The values aren't correct in this picture.
Set voltage: PUT PRESENT VALUE INITIALLY!
Set current: 40
HV Enable: 1
Set critical voltage: 70000
Ramp step 1: 36
Ramp step 2: 4
Ramp down step: 36
HV Drift Rack Power Down Procedure¶
- Ensure that the Glassman is at 0 V. One can see this on the front panel. If the power happens to be off, the voltage is 0.
At this point, if a power outage occurs, it is ok from a HV health standpoint. The remaining steps are additions for a more graceful shutdown.
- Turn off the Glassman by pushing the orange on/off button on the front of the supply.
- Turn off the slow controls box by pulling the on/off switch on the front left side of the box down.
- RPS can be turned off from the back of unit in the rack.
Response to a TPC High Voltage Power Supply Trip¶
Stop. If this occurs during ramping, stop. Turn the voltage on the power supply to zero if it is not already there. Turn off power to the supply.
Discuss with experiment leaders.
If it occurs after running for some time, also stop. Turn the voltage to zero volts if it is not already there. Discuss with the experiment leaders and/or spokespersons.
The first question is if there was actually a spark in the cryostat. We have a tripping supply meaning that if we draw above a set current level, e.g. during a significant discharge, the supply's output goes to zero volts. The supply can also go to zero volts due to power glitches in the unit. This is rare and has been seen only once during an electrical storm. The supply can also behave sub-optimally in extreme heat and humid conditions; such conditions should never be seen at LArTF during normal operations. Real sparks have a fast signal, and without the additional current monitoring and scope, we will not see them.
If we assume there was a spark, it is proposed that we first check out the health of the other subsystems.
- Controls group: Notify the controls/cryo group. Ask if they see anything anomalous.
- Electronics: Perform noise runs. Verify that none of the channels are damaged.
- Light Collection: Ask the light collection group to check their read back.
- Laser/Purity monitor: These systems are unlikely to be damaged, but they should verify read back.
- Field cage: Some previous experiments have broken field cage components with high voltage events. MicroBooNE has learned from this and we not only installed more robust resistors, but also varistors for protection. Here, a 5~kV ramp can be performed and the current draw can be measured from the pick off point to check for a change in current draw indicative of a change in resistance due to a broken resistor. Discharges are not favored along the FR4 supports of the TPC.
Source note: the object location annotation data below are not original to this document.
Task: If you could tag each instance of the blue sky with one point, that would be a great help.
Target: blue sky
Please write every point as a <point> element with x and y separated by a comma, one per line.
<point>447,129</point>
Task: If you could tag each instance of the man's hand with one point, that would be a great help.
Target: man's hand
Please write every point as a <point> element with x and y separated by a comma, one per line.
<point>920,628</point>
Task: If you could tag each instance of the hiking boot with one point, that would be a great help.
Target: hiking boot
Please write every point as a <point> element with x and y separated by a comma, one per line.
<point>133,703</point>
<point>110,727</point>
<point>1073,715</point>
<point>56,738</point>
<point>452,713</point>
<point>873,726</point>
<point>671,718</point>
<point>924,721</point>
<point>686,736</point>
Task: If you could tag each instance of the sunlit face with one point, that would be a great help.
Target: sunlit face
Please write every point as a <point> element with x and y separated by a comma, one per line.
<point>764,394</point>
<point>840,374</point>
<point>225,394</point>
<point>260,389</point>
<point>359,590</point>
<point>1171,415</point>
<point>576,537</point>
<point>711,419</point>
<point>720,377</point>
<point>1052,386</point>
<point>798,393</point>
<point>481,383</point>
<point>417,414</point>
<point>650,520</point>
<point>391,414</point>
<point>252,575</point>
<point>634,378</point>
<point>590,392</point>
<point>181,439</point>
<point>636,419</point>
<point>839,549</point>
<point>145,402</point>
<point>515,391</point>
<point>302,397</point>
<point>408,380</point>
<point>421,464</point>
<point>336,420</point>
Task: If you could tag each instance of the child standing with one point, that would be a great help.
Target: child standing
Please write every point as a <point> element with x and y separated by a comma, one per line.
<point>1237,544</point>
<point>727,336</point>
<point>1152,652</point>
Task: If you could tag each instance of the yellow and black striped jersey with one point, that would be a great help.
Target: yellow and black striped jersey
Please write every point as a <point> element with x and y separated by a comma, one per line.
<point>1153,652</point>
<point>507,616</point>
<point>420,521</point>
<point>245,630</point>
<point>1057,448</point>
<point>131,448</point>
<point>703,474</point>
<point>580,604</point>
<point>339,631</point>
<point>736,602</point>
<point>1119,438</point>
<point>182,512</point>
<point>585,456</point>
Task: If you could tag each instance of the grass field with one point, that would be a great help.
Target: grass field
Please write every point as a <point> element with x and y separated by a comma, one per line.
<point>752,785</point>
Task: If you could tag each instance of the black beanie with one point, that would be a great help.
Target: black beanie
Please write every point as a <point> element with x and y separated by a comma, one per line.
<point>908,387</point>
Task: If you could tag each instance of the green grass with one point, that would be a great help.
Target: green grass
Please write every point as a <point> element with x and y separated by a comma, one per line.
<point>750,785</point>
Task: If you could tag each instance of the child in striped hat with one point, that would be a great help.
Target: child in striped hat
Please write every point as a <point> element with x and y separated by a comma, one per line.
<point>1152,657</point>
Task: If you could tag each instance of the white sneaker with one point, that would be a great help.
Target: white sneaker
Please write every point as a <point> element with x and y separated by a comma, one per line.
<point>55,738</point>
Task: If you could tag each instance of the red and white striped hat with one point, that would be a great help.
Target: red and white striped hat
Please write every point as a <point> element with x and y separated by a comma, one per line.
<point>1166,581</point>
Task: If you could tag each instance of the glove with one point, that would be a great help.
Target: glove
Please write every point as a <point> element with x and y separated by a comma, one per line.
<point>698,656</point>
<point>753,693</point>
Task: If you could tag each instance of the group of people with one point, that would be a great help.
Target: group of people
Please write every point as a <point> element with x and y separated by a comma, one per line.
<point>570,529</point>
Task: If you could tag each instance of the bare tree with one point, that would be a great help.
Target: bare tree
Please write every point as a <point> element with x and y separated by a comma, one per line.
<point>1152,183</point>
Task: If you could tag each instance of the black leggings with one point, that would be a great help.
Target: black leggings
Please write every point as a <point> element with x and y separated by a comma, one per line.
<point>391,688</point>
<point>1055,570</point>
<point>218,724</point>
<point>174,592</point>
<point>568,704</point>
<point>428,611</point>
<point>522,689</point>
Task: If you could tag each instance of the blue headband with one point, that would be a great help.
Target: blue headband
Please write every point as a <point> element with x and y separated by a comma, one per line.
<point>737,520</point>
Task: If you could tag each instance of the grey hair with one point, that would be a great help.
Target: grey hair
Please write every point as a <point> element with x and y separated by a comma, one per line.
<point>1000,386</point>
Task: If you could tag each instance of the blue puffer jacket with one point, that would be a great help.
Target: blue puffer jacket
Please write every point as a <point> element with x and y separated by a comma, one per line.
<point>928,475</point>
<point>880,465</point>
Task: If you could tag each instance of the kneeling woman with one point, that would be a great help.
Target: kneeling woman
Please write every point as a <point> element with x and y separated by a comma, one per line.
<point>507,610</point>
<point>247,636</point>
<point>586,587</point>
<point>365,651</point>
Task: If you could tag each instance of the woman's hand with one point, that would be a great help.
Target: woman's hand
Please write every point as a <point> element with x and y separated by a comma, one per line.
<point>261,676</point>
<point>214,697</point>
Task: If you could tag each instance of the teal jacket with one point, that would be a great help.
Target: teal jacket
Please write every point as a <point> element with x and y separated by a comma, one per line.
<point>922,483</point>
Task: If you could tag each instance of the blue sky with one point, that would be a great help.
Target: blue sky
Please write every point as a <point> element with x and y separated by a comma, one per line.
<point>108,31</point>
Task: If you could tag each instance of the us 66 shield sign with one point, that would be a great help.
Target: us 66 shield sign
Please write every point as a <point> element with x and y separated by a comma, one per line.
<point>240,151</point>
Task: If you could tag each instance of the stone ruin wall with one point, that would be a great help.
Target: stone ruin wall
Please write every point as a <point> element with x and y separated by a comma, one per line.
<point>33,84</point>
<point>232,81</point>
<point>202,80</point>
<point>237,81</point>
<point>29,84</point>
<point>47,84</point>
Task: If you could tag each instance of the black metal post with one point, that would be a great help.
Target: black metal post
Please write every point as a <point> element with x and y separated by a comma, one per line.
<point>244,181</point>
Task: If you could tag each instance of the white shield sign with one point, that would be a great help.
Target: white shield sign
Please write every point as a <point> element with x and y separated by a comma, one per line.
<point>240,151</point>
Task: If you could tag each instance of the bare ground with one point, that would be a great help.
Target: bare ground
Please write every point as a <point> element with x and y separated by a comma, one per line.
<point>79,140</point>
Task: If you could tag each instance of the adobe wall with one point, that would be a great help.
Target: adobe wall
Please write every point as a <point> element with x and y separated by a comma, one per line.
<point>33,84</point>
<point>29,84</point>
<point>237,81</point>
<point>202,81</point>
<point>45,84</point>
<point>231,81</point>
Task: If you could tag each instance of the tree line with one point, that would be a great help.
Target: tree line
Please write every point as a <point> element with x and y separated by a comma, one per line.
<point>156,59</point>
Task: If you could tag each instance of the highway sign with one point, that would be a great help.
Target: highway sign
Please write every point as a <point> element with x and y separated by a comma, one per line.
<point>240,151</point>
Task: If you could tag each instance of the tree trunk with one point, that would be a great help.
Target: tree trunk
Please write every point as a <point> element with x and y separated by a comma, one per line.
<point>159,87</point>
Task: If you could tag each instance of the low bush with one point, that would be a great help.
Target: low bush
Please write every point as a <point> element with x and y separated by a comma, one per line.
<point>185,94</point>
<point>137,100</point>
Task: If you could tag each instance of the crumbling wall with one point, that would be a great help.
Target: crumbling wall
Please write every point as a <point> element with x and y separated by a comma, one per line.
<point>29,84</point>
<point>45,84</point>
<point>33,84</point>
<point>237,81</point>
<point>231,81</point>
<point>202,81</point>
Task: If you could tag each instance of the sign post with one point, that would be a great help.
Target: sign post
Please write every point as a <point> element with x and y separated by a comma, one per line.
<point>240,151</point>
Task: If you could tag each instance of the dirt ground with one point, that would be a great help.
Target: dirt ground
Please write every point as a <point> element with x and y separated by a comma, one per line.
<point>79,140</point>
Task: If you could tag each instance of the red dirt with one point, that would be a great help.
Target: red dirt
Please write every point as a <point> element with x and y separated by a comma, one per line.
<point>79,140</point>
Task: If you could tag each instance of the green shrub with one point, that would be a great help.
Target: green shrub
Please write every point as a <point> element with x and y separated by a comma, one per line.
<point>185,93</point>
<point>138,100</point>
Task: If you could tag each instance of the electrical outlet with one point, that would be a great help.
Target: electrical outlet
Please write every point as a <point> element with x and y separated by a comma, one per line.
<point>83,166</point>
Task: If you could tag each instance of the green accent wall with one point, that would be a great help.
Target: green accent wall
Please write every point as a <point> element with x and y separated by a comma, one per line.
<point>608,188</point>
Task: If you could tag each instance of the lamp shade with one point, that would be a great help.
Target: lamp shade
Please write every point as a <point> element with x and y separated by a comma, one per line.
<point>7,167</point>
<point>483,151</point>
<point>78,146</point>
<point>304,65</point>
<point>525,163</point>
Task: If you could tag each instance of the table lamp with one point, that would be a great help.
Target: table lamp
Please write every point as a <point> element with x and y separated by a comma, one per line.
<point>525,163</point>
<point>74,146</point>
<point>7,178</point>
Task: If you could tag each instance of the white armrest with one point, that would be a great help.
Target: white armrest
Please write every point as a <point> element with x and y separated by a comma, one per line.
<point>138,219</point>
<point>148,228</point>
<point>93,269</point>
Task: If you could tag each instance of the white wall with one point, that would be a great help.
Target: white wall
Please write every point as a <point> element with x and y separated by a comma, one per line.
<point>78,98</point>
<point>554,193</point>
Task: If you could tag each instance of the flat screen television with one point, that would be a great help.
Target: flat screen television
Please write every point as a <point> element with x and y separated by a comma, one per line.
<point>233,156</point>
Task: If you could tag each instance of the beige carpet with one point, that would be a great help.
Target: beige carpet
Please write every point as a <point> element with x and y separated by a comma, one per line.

- HV: The feedthrough is likely not damaged. If there is reason to believe it or the cable is damaged, we have spares.
If all of the systems pass check out, one should consider the length of time the system was at the previous voltage before tripping and how many trips the experiment will accept.
Location of Spares¶
We have spares of all of the contributed HV components.
- Power supply - the PAB.
- Glassman cable - the PAB.
- Filter pot - the PAB.
- Dielectric Sciences cable - the PAB, MTest, the DAB cage.
- Feedthrough - MiniBooNE building. It is in a cylinder. It is labelled.
- Spring tip - the PAB.